Consider the automobile again. Although empowering the individual, the auto is totally controlled by the oil industry through gasoline supply and price manipulation. Is there a way out? Yes, electricity as an alternative energy. The electricity does not have to come from the utility company if solar panels are installed that are falling in prices rapidly. The plug-in hybrid and the electric are comparable in price to the conventional gasoline engine but will take time to catch on with the general population. The solar panel is another case of distributed system that will transform the concentrated system of the auto industry by diminishing the importance of oil in our life.

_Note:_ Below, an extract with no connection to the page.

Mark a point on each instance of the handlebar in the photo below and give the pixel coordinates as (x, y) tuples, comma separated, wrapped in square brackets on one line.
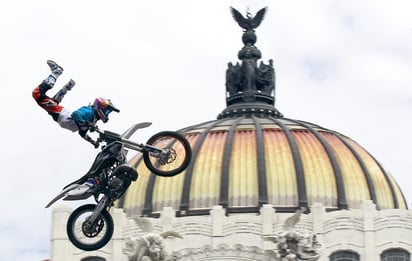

Citizens of the developed world may not appreciate solar energy as much as those of the underdeveloped world. Why? the former has built a network of infrastructure that guarantees plenty of electricity supply. The latter does not have any of those. The solar solution presents a quick path to energy sufficiency for poor and remote regions where transmission lines do not exist.

Solar panels help create a modern distributed system of independent electricity generation without the need for an expensive transmission infrastructure. In this new system, it requires two conditions for efficient operation: electricity generation as well as storage, because sunlight is not available all day and electricity is lost if not used. The former is within reach now given fast declining prices of solar panels. The latter still awaits more advanced technology to bring the prices down. A downward price trend for electricity storage will add momentum to the economic development of poor countries.

Mobile technology is one more distributed system that benefits poor countries and remote regions greatly. Mobile means less expensive infrastructure except transmission stations at strategic places. That is why mobile phones spread like wildfire in the underdeveloped world where telephone land lines are lacking. Mobile technology allows the Internet to connect all high-tech devices, resulting in the quick spread of personal computers besides the cell phones.